We have enjoyed lovely autumn colors within the James Watershed this fall, and now the trees are beginning to shed their leaves in preparation for winter. With the cooler, shorter days, we will see more leaves falling and blanketing the ground. Not long after comes the familiar sounds of leaf blowers and rakes trying to clear the ground of the newly fallen leaves. Some may look at leaf litter and think it is an untidy nuisance, but it has various benefits to offer.

What benefits can leaf litter provide?

Leaf litter adds a layer of organic matter to soil. Leaves decompose over time and offer nutrients to the soil that trees, animals and plants later benefit from. The leaf litter also contains twigs, acorns, seeds, and other matter that provides habitat for diverse microorganisms. This layer of litter can serve some of the same functions as mulch, and act as an insulating layer while keeping soil in place and preventing erosion.

How does this relate to riparian buffers?

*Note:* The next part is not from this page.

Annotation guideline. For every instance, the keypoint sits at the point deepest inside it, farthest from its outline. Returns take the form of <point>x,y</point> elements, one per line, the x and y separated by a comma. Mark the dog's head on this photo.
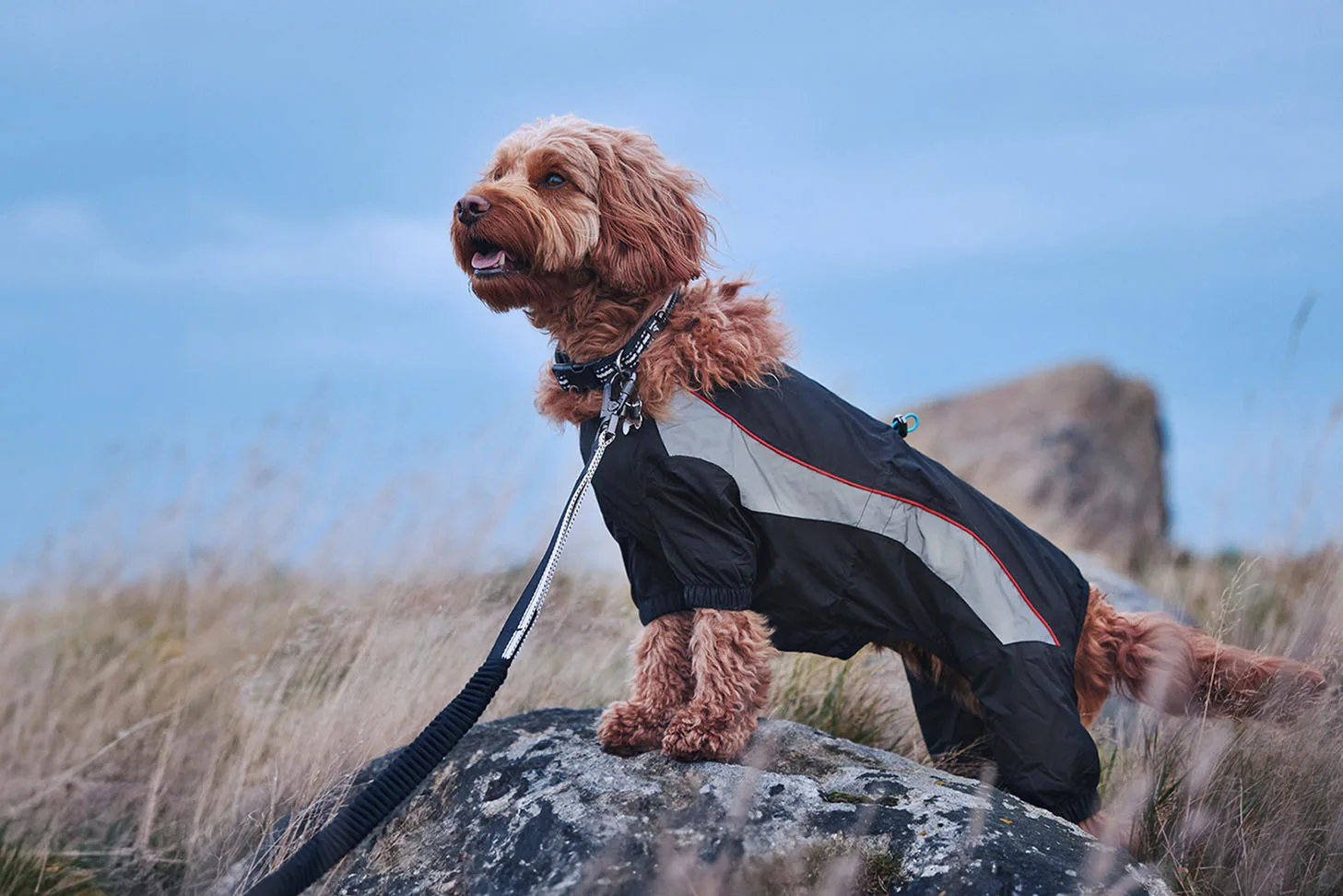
<point>566,205</point>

Since leaf litter blankets the ground and can provide a “mulching” function, soil will stay more intact during heavy rains or runoff events. Rather than loosely running right into our water sources, soil coated with a layer of leaf litter will be more protected. Soil and its nutrients staying in place is also important for the health of trees within a riparian buffer. The trees in your buffer need soil, moisture, and nutrients for protection and food, and leaf litter can help maintain all these important things!

If you rake leaves, what are some strategies to use that will still allow you some of the benefits the leaf litter provides?

If you do rake or blow leaves in the yard, you may choose to strategically place your accumulation of leaf litter around parts of your property that could benefit from this organic layer. You could choose to add leaf litter to a compost pile, which can later be worked into your soil to add organic nutrients. Another option would be to add leaf litter to gardens, flower beds, or around trees to serve as a mulching layer. Leaving leaf litter around a riparian buffer could be a valuable tool in preventing erosion and providing nutrients to the soil around your riparian plants. There are many possibilities that may fit your needs and goals, while using resources that are already available!